When somebody acts on inside information, it is actually bringing information to the marketplace. It means that stocks and other assets are more accurately priced given reality. You could say that it hurt people who were selling the stock, but that isn’t even true. They were going to sell anyway. If anything, the insider trader is giving them a better price than what they would have sold for anyway.
It is also interesting to note that inside information doesn’t always work. There are many people who act on tips where it turns out to be untrue. Or, even if it was true, maybe the market didn’t react the way it was expected. Someone could tell me what the Fed will do at its next meeting, but even with that information, I probably couldn’t tell you with any certainty how stocks would actually react.
The whole notion of insider trading is rather ridiculous because we all have unique knowledge. Otherwise, what would be the point of reading about any companies or any economic news?

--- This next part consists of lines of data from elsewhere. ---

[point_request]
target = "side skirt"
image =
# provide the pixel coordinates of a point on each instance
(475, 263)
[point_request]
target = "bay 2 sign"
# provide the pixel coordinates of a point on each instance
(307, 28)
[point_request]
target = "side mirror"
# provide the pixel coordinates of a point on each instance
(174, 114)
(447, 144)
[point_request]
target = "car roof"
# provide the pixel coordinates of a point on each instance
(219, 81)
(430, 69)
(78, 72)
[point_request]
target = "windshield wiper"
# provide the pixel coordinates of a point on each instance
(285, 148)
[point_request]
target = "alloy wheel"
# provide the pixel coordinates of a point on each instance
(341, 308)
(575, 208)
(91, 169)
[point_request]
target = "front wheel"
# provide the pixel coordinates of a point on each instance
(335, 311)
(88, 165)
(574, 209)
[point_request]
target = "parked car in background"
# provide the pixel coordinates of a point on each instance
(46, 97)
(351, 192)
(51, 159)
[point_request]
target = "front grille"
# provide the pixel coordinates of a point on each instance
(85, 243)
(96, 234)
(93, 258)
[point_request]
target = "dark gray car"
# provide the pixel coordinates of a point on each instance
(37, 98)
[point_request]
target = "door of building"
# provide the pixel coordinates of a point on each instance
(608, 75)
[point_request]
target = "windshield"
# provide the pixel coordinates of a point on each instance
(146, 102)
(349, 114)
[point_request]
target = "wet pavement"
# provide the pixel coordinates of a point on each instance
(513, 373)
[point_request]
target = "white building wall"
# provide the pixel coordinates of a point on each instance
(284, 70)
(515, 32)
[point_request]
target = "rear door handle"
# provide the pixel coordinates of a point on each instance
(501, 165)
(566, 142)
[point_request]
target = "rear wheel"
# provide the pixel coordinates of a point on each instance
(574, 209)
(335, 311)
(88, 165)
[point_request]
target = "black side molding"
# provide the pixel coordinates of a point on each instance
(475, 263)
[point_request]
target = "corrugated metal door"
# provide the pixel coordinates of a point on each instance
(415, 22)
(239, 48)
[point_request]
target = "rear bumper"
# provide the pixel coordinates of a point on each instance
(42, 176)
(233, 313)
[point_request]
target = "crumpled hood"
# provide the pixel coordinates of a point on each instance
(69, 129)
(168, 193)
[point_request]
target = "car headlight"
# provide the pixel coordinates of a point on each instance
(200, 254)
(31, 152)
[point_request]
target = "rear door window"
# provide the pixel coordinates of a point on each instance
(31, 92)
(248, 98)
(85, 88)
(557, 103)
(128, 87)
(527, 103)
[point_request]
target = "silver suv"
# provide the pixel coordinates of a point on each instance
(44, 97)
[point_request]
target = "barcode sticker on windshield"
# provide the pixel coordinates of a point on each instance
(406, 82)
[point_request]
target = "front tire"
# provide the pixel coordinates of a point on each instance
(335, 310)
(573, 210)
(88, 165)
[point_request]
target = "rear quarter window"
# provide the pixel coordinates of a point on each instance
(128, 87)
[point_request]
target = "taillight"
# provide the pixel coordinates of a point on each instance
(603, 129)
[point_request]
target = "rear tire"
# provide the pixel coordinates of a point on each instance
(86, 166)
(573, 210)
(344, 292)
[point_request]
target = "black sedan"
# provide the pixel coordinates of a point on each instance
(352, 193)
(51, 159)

I may have had a bad experience shopping in a particular store. From that, I may decide not to ever buy that company’s stock because I saw first-hand how it treats its customers. Maybe this was just a rare experience for this store. Maybe it is widespread. But someone else may not have had that same experience and bought the company’s stock. I didn’t buy the stock because I had “inside information”.
In terms of the financial industry, it tends to be self-regulating. It is actually the presence of the SEC and other agencies that provide some moral hazard. People think they are safer than they actually are because of these agencies. Just think about the failure of the SEC in regards to the Bernie Madoff scandal.
Most companies don’t want a reputation of having their employees trading stocks based on inside information. If I knew that someone was trading a stock before making trades for their clients for that same stock, then I would surely not do business with that company. It is not because of government regulation that most companies run a tight ship in keeping their employees from trading individual stocks around the same time as making trades for clients.
Since there is no victim involved, insider trading should not be a crime. I don’t believe it is immoral in many cases either, but that is for the marketplace to decide.
With regards to Mickelson, I will say that he was rather stupid for doing what he did. He may have a gambling problem, but I really don’t know. Still, the guy earns tens of millions of dollars per year. He has absolutely no need to buy any individual stocks. At most, he should buy an index fund as part of a well-balanced portfolio that would also include other asset classes.
But stupidity is not a crime. Otherwise, most of us would be criminals.
I hope that Mickelson learns his lesson and stays away from trading individual stocks. He received good advice from his lawyer in agreeing to pay back the money rather than face a criminal trial.
More so, I hope the American people stop listening to the media and start thinking for themselves. They should demand an end to these victimless crimes and this injustice.